Revision as of 10:13, 14 October 2008

Page 552: Problem 20

  • $ \int_{0}^{\frac{1}{\sqrt{2}}}2x\sin^{-1}(x^2)dx $

Using 2x as u gets rid of it eventually, but the inverse sin just gets worse and worse. Actually the integral of the inverse sin is just the inverse sin minus some radical. So it just cycles through over and over. So using the inverse sin looks better... It comes up with

$ [x^2\sin^{-1}(x^2)]_0^{\frac{1}{\sqrt{2}}} - \int_{0}^{\frac{1}{\sqrt{2}}}\frac{x^2}{\sqrt{1-x^4}}dx $

This looks better... but then I can't figure out how to solve that integral. Anyone? I've tried using the bottom as dv and going back to the inverse sin but that just comes up with A = ##### + A and the A's cancel out, so that doesn't work.. Thanks. Idryg 16:10, 13 October 2008 (UTC)
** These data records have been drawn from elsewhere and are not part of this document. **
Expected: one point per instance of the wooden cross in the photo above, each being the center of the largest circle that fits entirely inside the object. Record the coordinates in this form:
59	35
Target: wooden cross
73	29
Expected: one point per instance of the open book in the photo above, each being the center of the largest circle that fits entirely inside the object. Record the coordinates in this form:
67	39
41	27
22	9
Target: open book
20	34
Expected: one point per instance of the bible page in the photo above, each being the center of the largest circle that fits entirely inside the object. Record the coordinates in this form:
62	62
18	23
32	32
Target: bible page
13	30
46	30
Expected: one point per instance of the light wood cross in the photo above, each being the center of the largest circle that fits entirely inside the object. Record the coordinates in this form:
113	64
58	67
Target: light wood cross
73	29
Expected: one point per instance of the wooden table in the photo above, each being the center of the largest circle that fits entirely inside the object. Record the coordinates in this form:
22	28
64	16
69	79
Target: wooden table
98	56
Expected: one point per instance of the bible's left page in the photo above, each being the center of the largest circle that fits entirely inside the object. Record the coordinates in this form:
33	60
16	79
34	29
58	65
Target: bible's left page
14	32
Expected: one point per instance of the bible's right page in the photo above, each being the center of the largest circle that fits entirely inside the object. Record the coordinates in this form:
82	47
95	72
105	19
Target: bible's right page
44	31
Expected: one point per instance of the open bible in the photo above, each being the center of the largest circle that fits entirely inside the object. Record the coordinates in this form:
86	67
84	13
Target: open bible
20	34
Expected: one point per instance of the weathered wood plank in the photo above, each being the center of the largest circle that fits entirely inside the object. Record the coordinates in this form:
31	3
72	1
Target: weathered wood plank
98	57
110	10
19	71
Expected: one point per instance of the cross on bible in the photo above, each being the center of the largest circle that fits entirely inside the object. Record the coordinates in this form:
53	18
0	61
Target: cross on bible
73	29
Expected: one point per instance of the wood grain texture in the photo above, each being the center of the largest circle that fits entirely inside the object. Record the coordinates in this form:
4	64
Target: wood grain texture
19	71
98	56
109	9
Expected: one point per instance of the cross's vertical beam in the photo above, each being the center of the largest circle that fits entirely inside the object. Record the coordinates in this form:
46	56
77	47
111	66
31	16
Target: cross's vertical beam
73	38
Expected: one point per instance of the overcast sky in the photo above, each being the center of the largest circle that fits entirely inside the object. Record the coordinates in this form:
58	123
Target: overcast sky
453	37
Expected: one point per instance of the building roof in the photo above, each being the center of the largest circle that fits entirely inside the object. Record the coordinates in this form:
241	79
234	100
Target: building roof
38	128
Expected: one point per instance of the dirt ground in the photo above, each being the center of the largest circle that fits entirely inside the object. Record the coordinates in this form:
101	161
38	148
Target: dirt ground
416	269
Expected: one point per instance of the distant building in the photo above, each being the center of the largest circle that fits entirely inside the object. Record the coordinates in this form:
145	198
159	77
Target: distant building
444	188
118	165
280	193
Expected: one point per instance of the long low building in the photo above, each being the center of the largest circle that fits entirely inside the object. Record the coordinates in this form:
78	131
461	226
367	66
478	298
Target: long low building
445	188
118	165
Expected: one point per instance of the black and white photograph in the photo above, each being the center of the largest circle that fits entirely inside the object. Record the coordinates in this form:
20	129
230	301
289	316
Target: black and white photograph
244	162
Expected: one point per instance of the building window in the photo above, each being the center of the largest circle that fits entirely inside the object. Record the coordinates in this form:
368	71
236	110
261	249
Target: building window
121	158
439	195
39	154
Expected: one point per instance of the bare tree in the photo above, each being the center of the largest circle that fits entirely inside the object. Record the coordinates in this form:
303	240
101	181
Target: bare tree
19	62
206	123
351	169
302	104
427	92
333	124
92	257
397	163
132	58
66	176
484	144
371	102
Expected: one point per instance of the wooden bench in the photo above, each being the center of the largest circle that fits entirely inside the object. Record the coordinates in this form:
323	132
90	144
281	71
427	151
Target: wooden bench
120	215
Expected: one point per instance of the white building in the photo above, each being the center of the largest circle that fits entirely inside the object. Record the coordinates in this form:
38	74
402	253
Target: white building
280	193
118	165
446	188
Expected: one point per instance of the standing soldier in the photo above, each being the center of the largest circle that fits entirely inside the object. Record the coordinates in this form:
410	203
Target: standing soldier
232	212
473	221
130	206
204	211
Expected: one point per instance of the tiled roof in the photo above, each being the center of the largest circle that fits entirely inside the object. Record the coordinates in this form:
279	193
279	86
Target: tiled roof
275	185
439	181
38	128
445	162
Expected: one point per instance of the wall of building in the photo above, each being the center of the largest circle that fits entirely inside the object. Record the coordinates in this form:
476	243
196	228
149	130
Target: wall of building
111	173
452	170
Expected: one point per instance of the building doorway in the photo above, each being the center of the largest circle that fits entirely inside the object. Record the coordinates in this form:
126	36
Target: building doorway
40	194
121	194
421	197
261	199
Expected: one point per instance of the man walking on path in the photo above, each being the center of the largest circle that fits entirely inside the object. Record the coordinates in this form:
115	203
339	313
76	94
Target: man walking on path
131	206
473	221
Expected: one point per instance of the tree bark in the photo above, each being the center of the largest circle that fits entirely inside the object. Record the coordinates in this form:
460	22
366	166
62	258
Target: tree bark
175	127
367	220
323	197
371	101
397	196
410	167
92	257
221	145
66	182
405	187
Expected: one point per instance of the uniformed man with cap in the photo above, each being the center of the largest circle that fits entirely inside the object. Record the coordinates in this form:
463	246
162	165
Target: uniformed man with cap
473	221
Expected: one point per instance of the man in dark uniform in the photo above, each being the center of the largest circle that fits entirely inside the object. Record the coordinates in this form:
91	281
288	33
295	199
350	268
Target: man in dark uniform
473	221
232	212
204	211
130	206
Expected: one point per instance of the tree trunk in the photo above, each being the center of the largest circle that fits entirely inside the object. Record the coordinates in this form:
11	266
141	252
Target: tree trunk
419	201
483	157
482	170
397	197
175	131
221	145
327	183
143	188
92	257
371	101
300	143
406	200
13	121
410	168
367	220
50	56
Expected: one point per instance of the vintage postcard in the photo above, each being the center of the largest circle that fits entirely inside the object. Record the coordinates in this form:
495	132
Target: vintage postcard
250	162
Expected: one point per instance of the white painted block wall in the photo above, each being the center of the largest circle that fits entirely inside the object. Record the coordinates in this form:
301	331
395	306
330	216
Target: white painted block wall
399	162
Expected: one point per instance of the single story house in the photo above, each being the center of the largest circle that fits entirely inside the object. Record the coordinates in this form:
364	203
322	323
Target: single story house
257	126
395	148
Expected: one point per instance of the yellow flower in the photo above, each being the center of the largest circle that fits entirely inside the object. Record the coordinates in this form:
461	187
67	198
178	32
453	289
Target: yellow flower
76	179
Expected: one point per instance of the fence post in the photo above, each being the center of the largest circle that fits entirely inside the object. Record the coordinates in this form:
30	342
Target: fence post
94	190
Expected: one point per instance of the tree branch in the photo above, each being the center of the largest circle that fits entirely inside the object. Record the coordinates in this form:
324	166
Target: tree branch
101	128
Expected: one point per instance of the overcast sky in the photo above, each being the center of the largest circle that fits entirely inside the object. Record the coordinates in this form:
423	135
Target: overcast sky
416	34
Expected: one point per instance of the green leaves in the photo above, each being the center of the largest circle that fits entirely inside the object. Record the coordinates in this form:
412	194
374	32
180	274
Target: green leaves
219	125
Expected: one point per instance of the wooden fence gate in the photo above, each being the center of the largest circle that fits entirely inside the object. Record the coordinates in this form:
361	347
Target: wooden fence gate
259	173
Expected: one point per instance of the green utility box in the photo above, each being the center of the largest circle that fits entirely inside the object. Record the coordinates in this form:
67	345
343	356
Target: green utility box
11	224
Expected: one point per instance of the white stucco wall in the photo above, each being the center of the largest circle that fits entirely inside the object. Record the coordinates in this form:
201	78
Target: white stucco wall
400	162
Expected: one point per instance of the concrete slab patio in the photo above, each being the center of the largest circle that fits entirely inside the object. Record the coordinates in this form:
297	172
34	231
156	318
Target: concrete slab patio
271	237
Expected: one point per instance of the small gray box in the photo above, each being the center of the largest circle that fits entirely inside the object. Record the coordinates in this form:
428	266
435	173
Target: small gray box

  • I attempted to do the same thing at first with this problem as well. I couldn't get anywhere either. So I tried something totally different. I did a substitution before I integrated by parts.

let $ p=x^2,dp=2xdx $

Try that and see what you get from there. Oh yeah, I had to a second substitution after the integration by parts in the second integral.

  • if you were going to do it the first way, I would think it should be ...$ -\int_{0}^{\frac{1}{\sqrt{2}}}\frac{2x^3}{\sqrt{1-x^4}}dx $, because you forgot to take the du for sin^-1.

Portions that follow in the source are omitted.